Making a real estate profit from public charter schoolsBruce Greening, a former principal at Imagine MASTer Academy in Fort Wayne, Ind., said Imagine required him to pay $650,000 a year to rent a 28-acre campus valued at $3.4 million. But the school used only two buildings on the sprawling property, he said.
"Obviously, I thought the rent was kind of steep," he said. "But I had no choice, because it was part of the company's procedures. We couldn't go anywhere else."
Hugh Wallace knew accepting the principal's job at 100 Academy of Excellence in North Las Vegas presented a challenge. Eight months into the job, he said, he realized that nearly 40 percent of his state funding went to pay rent to Schoolhouse Finance. And the rent jumps a few percent each year, according to the charter school's lease agreement.
A nearby charter school unrelated to Imagine receives about the same state funding as 100 Academy of Excellence. But last year, it paid about 14 percent of its state funding for building rent, according to Nevada's education department. So Wallace said he asked his boss if the school's lease on the 50,000-square-foot building could be reduced.
Both principals fired for questioning this relationship.
And not only that but Dennis Bakke, the Imagine CEO, sent out an email about how to exert more pressure on school boards to benefit their schools.
ST. LOUIS — The largest operator of charter schools in St. Louis has faced long-standing concerns that it crafts school boards to be puppets for its own corporation.

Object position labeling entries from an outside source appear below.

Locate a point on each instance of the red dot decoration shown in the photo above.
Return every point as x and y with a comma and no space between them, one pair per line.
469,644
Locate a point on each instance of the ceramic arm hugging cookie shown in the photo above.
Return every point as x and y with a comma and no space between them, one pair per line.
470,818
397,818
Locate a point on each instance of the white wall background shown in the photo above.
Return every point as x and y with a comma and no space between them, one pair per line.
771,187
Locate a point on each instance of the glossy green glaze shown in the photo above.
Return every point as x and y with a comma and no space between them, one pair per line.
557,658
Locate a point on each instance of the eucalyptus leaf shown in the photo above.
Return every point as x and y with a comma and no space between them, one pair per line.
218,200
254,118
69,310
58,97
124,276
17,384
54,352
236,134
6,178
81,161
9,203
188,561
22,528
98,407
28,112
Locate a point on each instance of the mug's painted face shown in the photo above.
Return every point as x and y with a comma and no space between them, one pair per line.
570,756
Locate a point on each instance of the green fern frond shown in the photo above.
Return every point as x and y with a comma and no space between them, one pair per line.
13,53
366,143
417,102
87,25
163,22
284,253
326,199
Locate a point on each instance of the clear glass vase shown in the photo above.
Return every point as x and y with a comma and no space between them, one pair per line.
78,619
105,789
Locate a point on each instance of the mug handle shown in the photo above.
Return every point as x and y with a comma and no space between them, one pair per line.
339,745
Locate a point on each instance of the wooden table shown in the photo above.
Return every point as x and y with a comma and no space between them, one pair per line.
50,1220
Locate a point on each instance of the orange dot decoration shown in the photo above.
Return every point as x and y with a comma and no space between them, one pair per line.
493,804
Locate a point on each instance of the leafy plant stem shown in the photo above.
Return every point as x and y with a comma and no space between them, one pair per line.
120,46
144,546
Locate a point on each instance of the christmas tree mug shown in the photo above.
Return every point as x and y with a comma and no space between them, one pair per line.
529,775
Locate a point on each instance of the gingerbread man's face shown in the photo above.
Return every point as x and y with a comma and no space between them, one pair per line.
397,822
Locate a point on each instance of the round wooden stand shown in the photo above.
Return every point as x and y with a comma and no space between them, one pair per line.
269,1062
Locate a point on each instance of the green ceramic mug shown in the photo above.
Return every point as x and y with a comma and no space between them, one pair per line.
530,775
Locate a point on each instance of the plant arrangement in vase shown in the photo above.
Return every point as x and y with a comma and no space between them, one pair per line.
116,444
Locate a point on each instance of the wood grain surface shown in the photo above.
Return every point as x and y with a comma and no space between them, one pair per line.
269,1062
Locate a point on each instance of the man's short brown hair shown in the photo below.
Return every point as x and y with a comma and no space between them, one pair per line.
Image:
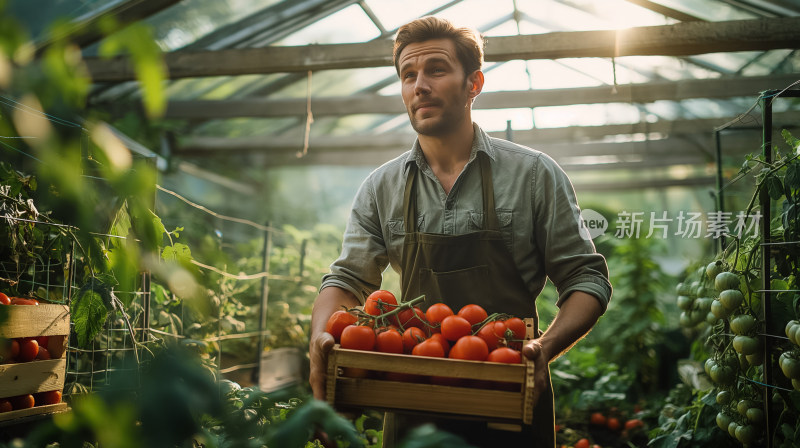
468,42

For years, it has hand-picked those who should be charged with the company's oversight. And in multiple states, regulators objected as the company sought to place employees on its school boards.
Now, the Post-Dispatch has obtained a memo in which the chief of Virginia-based Imagine Schools lays out a nationwide blueprint for controlling school boards and limiting their authority. In the year-old e-mail, CEO Dennis Bakke tells his employees they should control who stays on the board, select those who will "go along with Imagine," and ask board members to submit undated letters of resignation "that can be acted on by us at any time."
Such philosophies break a primary tenet of the charter school movement — that schools should be independently governed by local leaders — and conflict with both nonprofit law and state charter school statutes.
Did I say these schools just profited this year from the DOE to the tune of 11 million dollars?
Public schools are hurting in this economy, especially in states like Florida that refuse to increase the tax base. Yet charter schools like Imagine are benefitting from corporation's huge donations....Gates, Walmart, and Broad.